AS the county wakes up this morning to yet another flooding emergency, it is rather odd that so many positives are emerging from this desperately worrying situation.
The various agencies charged with keeping the waters at bay are once again deserving of praise for their efforts thus far.
So too are the many residents who, despite facing the floods for the second time this year, are defiantly making the best of a very bad lot.
But, with things expected to get much worse before they get better, there is nothing positive about the long-term prognosis, particularly for Oxford.
The city again faces two of its main arteries, Abingdon and Botley Roads, being closed to traffic for several days – or even longer.
What was supposed to be a once-in-a-generation event is happening once or twice a year, to one degree or another.
The tremendous bulldog spirit being shown by people is wonderful to behold.
But with more heavy rain forecast for this week and the prospect of regular flooding in the future, how long can that be maintained?
Futhermore, how long will businesses carry on absorbing the inevitable loss of revenue and effectiveness caused by regular flooding?
Crucially, what needs to be done to solve the problem, how much will that cost and are the politicians prepared to spend the money?
These issues have yet to be addressed, but they will come to the fore as the floods return time and time again.
When they do, people will expect something to be done for the long term, even if it does cost millions of pounds.

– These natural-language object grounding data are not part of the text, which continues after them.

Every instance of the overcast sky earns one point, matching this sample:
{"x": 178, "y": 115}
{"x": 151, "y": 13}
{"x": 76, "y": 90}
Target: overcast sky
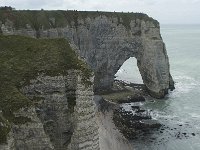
{"x": 165, "y": 11}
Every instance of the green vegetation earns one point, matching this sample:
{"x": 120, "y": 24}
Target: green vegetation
{"x": 51, "y": 19}
{"x": 22, "y": 59}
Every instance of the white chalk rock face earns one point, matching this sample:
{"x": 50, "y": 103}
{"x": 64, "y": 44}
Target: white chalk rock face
{"x": 106, "y": 40}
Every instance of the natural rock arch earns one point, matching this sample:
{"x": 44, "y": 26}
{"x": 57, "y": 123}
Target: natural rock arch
{"x": 106, "y": 40}
{"x": 110, "y": 45}
{"x": 129, "y": 72}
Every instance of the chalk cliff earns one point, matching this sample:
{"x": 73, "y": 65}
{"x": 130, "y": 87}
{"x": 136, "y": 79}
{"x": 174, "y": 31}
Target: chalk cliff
{"x": 46, "y": 96}
{"x": 105, "y": 39}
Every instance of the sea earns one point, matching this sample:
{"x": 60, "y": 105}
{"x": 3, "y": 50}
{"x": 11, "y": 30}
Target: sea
{"x": 179, "y": 111}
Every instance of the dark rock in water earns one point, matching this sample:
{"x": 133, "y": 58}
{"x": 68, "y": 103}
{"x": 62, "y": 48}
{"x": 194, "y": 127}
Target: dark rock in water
{"x": 132, "y": 99}
{"x": 135, "y": 107}
{"x": 137, "y": 99}
{"x": 134, "y": 123}
{"x": 193, "y": 134}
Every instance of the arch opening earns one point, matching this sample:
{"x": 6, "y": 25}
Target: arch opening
{"x": 129, "y": 72}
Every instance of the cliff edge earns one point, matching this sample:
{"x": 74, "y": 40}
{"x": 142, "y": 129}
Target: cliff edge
{"x": 105, "y": 39}
{"x": 46, "y": 96}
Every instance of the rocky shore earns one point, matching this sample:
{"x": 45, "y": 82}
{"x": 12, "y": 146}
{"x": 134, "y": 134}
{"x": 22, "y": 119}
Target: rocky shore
{"x": 128, "y": 116}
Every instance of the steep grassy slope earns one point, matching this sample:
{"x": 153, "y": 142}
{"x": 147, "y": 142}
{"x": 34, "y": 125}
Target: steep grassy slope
{"x": 59, "y": 18}
{"x": 21, "y": 59}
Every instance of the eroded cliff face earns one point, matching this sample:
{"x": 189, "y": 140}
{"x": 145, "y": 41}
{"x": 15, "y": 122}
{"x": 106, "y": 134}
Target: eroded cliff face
{"x": 46, "y": 96}
{"x": 105, "y": 40}
{"x": 63, "y": 118}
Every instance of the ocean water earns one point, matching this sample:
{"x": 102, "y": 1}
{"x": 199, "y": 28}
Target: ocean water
{"x": 179, "y": 112}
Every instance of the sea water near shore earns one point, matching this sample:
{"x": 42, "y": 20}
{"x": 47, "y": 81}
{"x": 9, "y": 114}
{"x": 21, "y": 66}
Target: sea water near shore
{"x": 179, "y": 112}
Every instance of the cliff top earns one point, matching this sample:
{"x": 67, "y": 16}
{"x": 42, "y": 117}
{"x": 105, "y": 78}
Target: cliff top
{"x": 21, "y": 59}
{"x": 46, "y": 19}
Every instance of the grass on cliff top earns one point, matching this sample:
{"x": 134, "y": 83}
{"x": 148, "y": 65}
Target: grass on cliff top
{"x": 21, "y": 59}
{"x": 52, "y": 19}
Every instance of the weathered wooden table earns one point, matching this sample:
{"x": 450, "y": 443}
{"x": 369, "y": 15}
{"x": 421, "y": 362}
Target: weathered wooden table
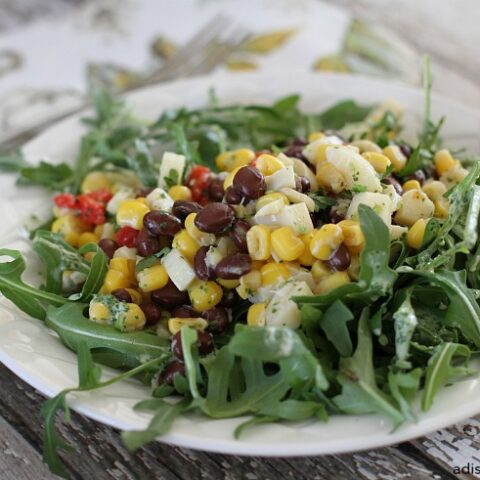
{"x": 100, "y": 453}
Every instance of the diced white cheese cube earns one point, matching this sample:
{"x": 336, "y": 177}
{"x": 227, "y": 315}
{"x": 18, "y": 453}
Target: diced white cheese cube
{"x": 381, "y": 204}
{"x": 159, "y": 199}
{"x": 285, "y": 177}
{"x": 179, "y": 270}
{"x": 172, "y": 167}
{"x": 356, "y": 170}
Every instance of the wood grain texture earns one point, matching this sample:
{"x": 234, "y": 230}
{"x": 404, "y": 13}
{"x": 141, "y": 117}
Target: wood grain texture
{"x": 101, "y": 455}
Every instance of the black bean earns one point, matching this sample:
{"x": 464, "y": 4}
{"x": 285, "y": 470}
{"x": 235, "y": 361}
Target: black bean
{"x": 239, "y": 235}
{"x": 122, "y": 295}
{"x": 233, "y": 266}
{"x": 217, "y": 319}
{"x": 340, "y": 260}
{"x": 202, "y": 270}
{"x": 170, "y": 371}
{"x": 215, "y": 218}
{"x": 394, "y": 183}
{"x": 169, "y": 296}
{"x": 161, "y": 223}
{"x": 152, "y": 312}
{"x": 108, "y": 246}
{"x": 233, "y": 196}
{"x": 146, "y": 244}
{"x": 183, "y": 208}
{"x": 215, "y": 189}
{"x": 184, "y": 311}
{"x": 250, "y": 182}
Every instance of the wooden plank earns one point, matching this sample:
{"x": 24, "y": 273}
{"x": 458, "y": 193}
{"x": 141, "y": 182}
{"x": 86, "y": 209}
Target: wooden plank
{"x": 18, "y": 459}
{"x": 108, "y": 459}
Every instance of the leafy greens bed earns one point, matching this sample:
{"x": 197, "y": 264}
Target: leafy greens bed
{"x": 410, "y": 321}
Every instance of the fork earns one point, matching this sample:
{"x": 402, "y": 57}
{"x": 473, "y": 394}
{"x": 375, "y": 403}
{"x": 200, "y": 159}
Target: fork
{"x": 207, "y": 49}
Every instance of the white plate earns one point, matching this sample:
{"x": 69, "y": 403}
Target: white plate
{"x": 36, "y": 355}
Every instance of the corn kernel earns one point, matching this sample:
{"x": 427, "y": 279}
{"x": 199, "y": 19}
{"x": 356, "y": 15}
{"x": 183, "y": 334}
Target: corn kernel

Blaming the Environment Agency and others for the situation, as communities secretary Eric Pickles has done, solves nothing.
The people of this county have shown courage, patience and great resilience as the flood waters have risen around them over and over again.
They now deserve a swift, cohesive and decisive response from our local and national politicians.
Great British pluck will suffice for now, but we simply cannot go on like this.